Web lists-archives.com

Re: [PATCH v1 2/2] log: add option to choose which refs to decorate

On 04/11/17 03:49, Junio C Hamano wrote:
Rafael Ascensão <rafa.almas@xxxxxxxxx> writes:

Using `--exclude=<pattern>` can help mitigate that verboseness by
removing unnecessary 'branches' from the output. However, if the tip of
an excluded ref points to an ancestor of a non-excluded ref, git will
decorate it regardless.

Is this even relevant?  I think the above would only serve to
confuse the readers.  --exclude, --branches, etc. are ways to
specify what starting points "git log" history traversal should
begin and has nothing to do with what set of refs are to be used to
decorate the commits that are shown.  But the paragraph makes
readers wonder if it might have any effect in some circumstances.

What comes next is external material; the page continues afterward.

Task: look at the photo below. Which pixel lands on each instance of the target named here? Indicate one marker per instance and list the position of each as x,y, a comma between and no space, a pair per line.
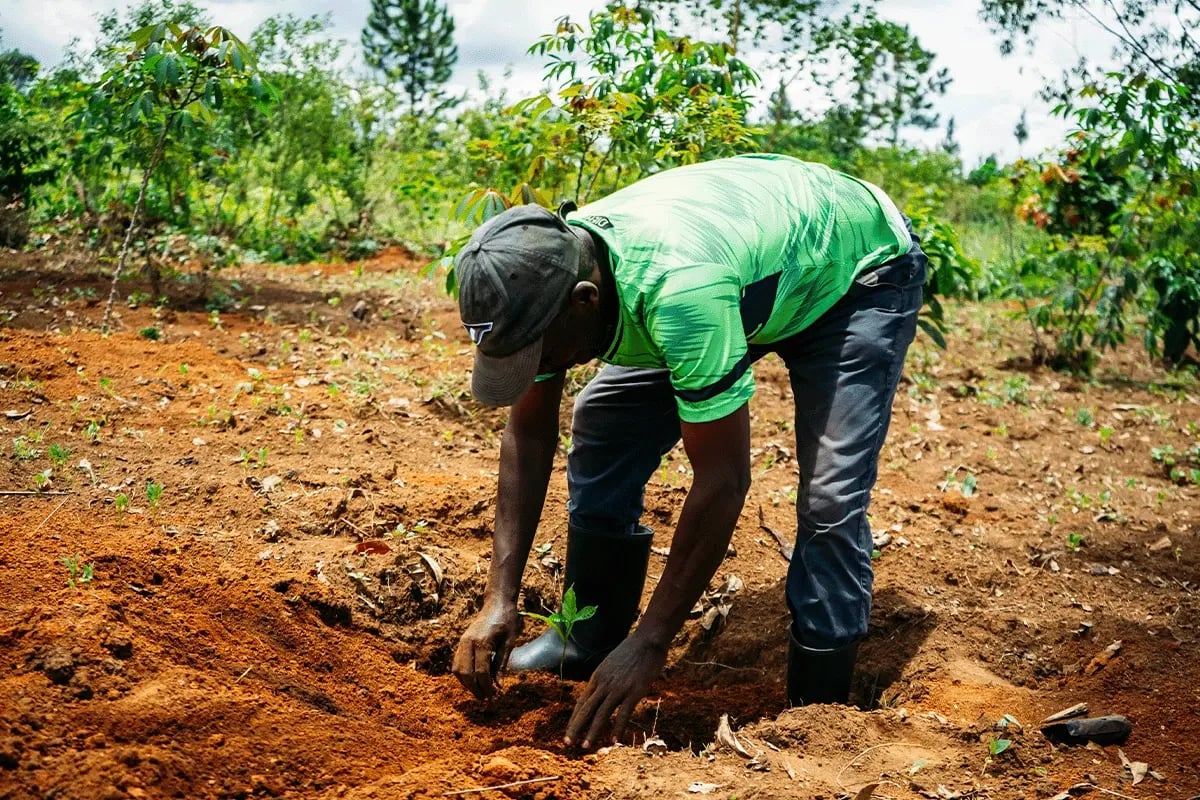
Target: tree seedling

With `--decorate-refs=<pattern>`, only refs that match <pattern> are
decorated while `--decorate-refs-exclude=<pattern>` allows to do the
reverse, remove ref decorations that match <pattern>

And "Only refs that match ... are decorated" is also confusing.  The
thing is, refs are never decorated, they are used for decorating
commits in the output from "git log". For example, if you have

and B is at the tip of the 'master' branch, the output from "git log
D" would decorate B with 'master', even if you do not say 'master'
on the command line as the commit to start the traversal from. >
Perhaps drop the irrelevant paragraph about "--exclude" and write
something like this instead?

	When "--decorate-refs=<pattern>" is given, only the refs
	that match the pattern is used in decoration.  The refs that
	match the pattern, when "--decorate-refs-exclude=<pattern>"
	is given, are never used in decoration.

What you explained was the reason I mentioned that. Because some users were wrongfully trying to remove decorations by trying to exclude the starting points. But I agree this adds little value and can generate further confusion. I will remove that section.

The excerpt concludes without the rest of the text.